Therapeutic perspectives: clinical Trials

The complexity of NPC disease has led to many different therapeutic attitudes. There are currently 15 clinical trials conducted worldwide on the treatment of Niemann-Pick type C disease, 10 of which concern HPβCD, under the name VTS-270, these trials are in Phase I, II and III. There are also 3 clinical trials on Miglustat, currently in Phase II, III and IV, and on Vorinostat (phase 1/2) and Arimoclomol (phase 2/3) (Data from 08/20/2020 clinicaltrials.gov). So far, the treatment of HPβCD is the most widely studied therapy with the best prognosis.

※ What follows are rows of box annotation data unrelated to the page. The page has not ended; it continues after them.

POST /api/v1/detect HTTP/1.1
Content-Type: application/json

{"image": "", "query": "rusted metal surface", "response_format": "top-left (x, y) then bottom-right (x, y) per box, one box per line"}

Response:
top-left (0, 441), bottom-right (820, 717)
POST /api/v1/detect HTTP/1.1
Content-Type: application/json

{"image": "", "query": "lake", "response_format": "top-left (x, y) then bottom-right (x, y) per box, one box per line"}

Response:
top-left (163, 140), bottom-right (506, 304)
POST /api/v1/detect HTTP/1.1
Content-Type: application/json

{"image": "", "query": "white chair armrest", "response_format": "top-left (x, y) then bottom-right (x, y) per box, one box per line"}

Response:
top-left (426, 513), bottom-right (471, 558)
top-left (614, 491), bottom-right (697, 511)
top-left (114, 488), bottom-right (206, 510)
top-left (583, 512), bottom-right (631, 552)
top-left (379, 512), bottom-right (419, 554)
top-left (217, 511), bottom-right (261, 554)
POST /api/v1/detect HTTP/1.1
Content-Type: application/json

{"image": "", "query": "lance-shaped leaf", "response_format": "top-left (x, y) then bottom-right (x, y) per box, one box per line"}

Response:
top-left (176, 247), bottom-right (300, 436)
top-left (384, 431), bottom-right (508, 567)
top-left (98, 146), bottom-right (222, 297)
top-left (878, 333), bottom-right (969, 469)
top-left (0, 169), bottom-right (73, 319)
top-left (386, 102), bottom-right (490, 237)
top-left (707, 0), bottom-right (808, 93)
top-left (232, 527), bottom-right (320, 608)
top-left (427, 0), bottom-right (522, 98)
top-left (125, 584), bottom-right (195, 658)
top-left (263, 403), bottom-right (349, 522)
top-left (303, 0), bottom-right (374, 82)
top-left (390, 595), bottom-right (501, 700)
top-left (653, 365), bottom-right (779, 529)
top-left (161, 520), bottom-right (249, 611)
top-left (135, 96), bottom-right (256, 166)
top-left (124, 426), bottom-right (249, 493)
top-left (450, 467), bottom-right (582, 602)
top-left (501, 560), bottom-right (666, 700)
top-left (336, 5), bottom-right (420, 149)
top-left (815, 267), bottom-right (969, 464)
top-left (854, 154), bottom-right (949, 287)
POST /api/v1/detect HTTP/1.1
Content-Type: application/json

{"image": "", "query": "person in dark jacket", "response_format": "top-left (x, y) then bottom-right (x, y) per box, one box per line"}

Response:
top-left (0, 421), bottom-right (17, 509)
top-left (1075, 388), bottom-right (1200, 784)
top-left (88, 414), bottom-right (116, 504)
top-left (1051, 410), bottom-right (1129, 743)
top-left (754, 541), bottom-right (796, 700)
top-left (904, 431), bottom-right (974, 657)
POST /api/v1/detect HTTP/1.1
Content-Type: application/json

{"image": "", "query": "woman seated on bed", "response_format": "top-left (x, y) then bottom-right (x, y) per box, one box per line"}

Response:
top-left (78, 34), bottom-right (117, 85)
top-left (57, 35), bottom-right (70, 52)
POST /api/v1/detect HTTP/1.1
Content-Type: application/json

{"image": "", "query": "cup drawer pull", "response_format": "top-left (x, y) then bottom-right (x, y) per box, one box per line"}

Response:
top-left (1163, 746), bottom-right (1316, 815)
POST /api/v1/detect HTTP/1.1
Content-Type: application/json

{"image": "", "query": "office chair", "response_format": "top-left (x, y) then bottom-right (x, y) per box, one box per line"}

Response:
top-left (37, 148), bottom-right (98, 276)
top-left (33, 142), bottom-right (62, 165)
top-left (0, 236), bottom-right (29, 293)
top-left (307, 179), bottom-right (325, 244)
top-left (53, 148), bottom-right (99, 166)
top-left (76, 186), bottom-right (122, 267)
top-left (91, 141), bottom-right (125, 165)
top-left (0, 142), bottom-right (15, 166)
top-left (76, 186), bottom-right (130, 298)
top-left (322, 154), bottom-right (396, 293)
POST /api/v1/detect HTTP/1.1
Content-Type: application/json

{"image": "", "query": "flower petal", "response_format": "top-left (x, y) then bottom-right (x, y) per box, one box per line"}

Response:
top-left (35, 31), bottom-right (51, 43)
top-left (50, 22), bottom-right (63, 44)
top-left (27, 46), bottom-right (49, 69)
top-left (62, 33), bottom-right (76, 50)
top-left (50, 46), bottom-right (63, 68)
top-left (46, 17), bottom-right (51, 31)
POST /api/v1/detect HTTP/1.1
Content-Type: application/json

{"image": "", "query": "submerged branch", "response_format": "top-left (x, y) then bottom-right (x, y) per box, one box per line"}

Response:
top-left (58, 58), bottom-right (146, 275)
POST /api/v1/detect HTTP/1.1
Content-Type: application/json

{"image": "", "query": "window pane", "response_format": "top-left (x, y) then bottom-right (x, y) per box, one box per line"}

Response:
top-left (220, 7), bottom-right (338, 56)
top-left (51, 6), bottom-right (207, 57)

In summary, the treatment efforts applied in NPC were focused on i) decreasing the quantity of intra lysosomal free cholesterol, ii) reducing the synthesis of glucosylceramide by inhibiting the activity of its synthase, iii) restriction of inflammatory processes and immune system response, iv) strengthening the efflux of free cholesterol from the lysosomal compartment into cytosol, v) influencing the expression of genes needed to induce cell differentiation by inhibiting histone deacetylases (HDAC), vi) action of pharmacological chaperones to stimulate cellular protein repair pathway by activation of molecular chaperones such as heat shock proteins, vii) the development of gene therapy.

The research for effective treatment of NPC is still ongoing. So far, apart from Miglustat and Arimoclomol the clinical trials were focused on animal models. However, it should be emphasized that early introduction of medical intervention gives better results; thus the role of proper diagnostic process should not be underestimated.